Le conseil que donnait la version 2019 — deux ou trois gouttes d’huile essentielle de cannelle dans un bain d’huile, en s’abstenant si l’on est enceinte ou sensible — je ne le reprends pas. Un allergène de contact reconnu, dilué dans un corps gras, posé longtemps sur un cuir chevelu, semaine après semaine, c’est le contexte type d’une sensibilisation.

4. Le gingembre

Le risque : les gingérols et les shogaols sont irritants, l’huile essentielle est sensibilisante, et le jus frais sur un cuir chevelu abîmé pique franchement.

Ce qu’on lui prête : tonifiant, stimulant, donc favorable à la croissance.

Ce qui est documenté : c’est le cas le plus intéressant des cinq, parce que la seule donnée expérimentale un peu citée pointe dans l’autre sens. Sur des follicules pileux humains maintenus en culture, le 6-gingérol, composé principal du gingembre, freinait l’allongement de la tige et la prolifération des cellules de la gaine. Restons mesurés : c’est de l’in vitro, ce n’est pas un cuir chevelu, et je n’en conclus pas que le gingembre fait tomber les cheveux.
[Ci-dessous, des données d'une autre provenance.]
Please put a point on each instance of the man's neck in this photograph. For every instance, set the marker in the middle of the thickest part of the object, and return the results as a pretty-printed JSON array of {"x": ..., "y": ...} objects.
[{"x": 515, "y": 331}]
Je constate seulement qu’on présente comme un stimulant de la pousse un ingrédient dont l’unique expérience disponible montre l’inverse.

5. La moutarde

Le risque : c’est un rubéfiant, un produit qui rougit la peau en l’irritant. Les graines libèrent de l’isothiocyanate d’allyle, la molécule qui pique dans la moutarde de table, et le contact prolongé brûle. La sensation de chaleur souvent présentée comme normale est en réalité le signal d’alerte.

Ce qu’on lui prête : des oméga 3, du phosphore, du magnésium, du calcium et des protéines, donc de la pousse et moins de casse.

Ce qui est documenté : rien sur la pousse. Deux erreurs à corriger au passage : une huile pressée ne contient pas de protéines, elles restent dans le tourteau ; et la fibre capillaire est une structure morte, qui ne consomme aucun nutriment appliqué dessus.

Ce qui agit vraiment sur la longueur

La vitesse de pousse tourne autour d’un centimètre par mois, elle est en grande partie génétique, et rien de ce qu’on pose dessus ne la change de façon démontrée. Les seules molécules qui ont un vrai dossier clinique sur la densité capillaire se délivrent en pharmacie et s’utilisent avec un avis médical — ce ne sont pas des ingrédients de cuisine.

Ce qui se joue réellement, sur cheveu crépu, c’est la rétention : la longueur qu’on garde une fois la pousse faite. Là, ce n’est pas la vitesse qui limite, c’est la casse mécanique, et elle se travaille par des gestes — démêler mouillé et lubrifié, en sections ; desserrer les coiffures qui tirent sur les bordures ; réduire la chaleur ; protéger les pointes ; s’y tenir dans la durée. Le cuir chevelu, lui, qui est la seule partie vivante, demande surtout d’être lavé régulièrement et laissé tranquille. Pas d’être irrité.

Si vous avez déjà essayé

Une rougeur qui persiste après le rinçage, des vésicules, une brûlure, des démangeaisons qui ne passent pas : on arrête l’ingrédient en cause et on le note, parce qu’une allergie de contact se réveille plus fort au contact suivant. Et si la question de départ était une chute — plaques nettes, raie qui s’élargit, bordures qui se dégarnissent, chute abondante qui dure — c’est un dermatologue qu’il faut voir, pas une recette. Un cuir chevelu irrité par un masque maison rend d’ailleurs son examen plus difficile.